Welcome to Assistant Teaching Professor of French & Italian, Irina Markina!

Submitted by Amanda Demeter on

We are happy to welcome Assistant Teaching Professor of French & Italian, Irina Markina this fall to the University of Washington and the Department of French & Italian Studies!

Professor Markina comes to UW from Princeton University, where she earned an MA (2016) followed by a PhD in French Studies (2022). There she taught a range of French courses and together with Effie Rentzou created a new interdisciplinary course, France on Display, under the auspices of the Collaborative Teaching Initiative. Markina also served as a Graduate Teaching Fellow at Princeton's Center for Teaching and Learning. Outside of Princeton, she enjoyed working in the role of Course Assistant and Instructor for the Yale Summer Session program in France and as a Visiting Instructor at Bryn Mawr College. She looks forward to continuing her work and meeting students and colleagues at the UW.

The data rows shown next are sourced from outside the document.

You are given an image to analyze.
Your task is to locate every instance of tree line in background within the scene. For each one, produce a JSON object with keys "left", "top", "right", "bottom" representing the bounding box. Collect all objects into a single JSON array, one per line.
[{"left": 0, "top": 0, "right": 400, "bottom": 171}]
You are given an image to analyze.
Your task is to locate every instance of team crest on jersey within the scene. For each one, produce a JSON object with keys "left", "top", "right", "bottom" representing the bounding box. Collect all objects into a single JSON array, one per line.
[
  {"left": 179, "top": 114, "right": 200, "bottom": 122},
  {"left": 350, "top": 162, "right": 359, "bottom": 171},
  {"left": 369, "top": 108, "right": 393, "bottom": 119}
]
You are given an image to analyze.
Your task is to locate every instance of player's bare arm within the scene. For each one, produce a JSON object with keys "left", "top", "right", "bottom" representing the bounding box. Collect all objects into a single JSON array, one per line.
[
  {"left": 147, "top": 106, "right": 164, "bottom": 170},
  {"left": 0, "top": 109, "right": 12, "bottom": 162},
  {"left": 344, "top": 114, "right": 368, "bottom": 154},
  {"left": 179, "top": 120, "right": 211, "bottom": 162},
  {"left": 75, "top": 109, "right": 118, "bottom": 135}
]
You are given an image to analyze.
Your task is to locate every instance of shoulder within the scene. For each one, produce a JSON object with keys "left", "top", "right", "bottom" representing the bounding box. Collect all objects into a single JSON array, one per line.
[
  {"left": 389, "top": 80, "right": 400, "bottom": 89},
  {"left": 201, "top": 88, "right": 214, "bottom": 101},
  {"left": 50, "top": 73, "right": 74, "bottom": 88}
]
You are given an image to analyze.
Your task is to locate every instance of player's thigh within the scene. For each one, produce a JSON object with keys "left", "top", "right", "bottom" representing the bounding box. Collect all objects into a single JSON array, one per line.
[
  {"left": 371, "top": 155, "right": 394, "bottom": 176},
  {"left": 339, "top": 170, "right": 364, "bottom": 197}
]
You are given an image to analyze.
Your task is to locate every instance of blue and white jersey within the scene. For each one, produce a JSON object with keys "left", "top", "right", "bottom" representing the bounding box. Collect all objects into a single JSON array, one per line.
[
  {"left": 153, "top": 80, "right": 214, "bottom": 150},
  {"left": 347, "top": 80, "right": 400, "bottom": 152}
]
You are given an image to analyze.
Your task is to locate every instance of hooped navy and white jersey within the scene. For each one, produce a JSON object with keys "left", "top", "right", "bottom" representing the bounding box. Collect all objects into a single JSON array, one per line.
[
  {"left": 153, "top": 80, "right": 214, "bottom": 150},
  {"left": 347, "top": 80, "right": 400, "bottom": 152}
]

Markina’s research interests are interdisciplinary, positioned primarily at the intersection of 19th- and early 20th-century visual culture and literature. Her current book project titled Institutionalizing Revolution: The Official Mural Art Campaign of the Third Republic focuses on public murals commissioned by the French Third Republic for Parisian arrondissement town halls between 1873 and 1914. Her research interests also include the intersection of gender and nationalism, visual poetry, ekphrasis, and the 19th-century novel. This research has been supported by the Phi Beta Kappa, the Princeton Institute for International and Regional Studies (PIIRS), and the Gerda Henkel Foundation.  She has presented her work in the United States, France, and the United Kingdom.

Markina is committed to pedagogy and mentoring, and is excited to collaborate with faculty across the UW's language programs to develop meaningful learning experiences for our undergraduate and graduate students. She is eager to join colleagues in spearheading curricular innovation projects that highlight the value of language, literature, and cultural studies.